I really only need prescriptions, nothing else, I’m doing just fine, thank you. And I know other folks in this healthcare scheme who only have to see a shrink for 15 minutes or less a few times a year to secure their scripts. But New York University-Langone Medical Center oversees this place now. Not a bad things, but now there is mandatory psychotherapy for all new folks at the outpatient psych clinic. Also, probably not a bad thing for folks who need psychotherapy. But, I’m not one of those folks.
I went to my first therapy appointment earlier this week. Very nice psychologist, young woman who is eager to practice on/with the folks in the program. She told me I couldn’t get meds if I didn’t do therapy.
I thought I was done with therapy about this time last year. But talking can’t hurt anyone and I really know how to flap my lips.

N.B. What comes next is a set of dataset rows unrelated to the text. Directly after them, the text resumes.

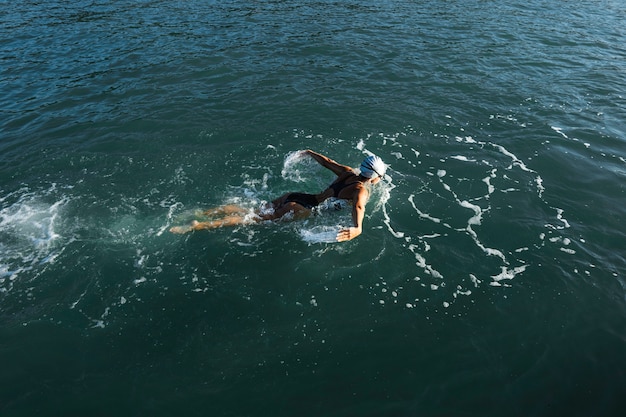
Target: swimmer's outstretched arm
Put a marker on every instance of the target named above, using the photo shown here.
(328, 163)
(358, 213)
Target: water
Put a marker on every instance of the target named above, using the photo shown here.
(489, 279)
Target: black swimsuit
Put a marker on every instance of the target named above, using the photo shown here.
(310, 200)
(306, 200)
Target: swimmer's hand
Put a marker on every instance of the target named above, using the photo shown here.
(348, 233)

I went in on Tuesday, she conducted her mini mental status examine while I jabbered, not too much and not too little. Yes, I get enough sleep, yes, decent diet, some exercise, walked here actually, yes, always take my meds — never miss then in fact. After scheduling another appointment I was allowed to go.
I know 30 minutes of therapy every month won’t hurt anyone (unless they have a bad therapist!), but the fact that it’s mandated disturbs me. I’ve done 20 years of psychotherapy and, in psychiatric lingo I’m highly medication compliant, and have been stable for a long time. “You’re in remission,” this doctor told me. “No,” I said, “I’m recovered.”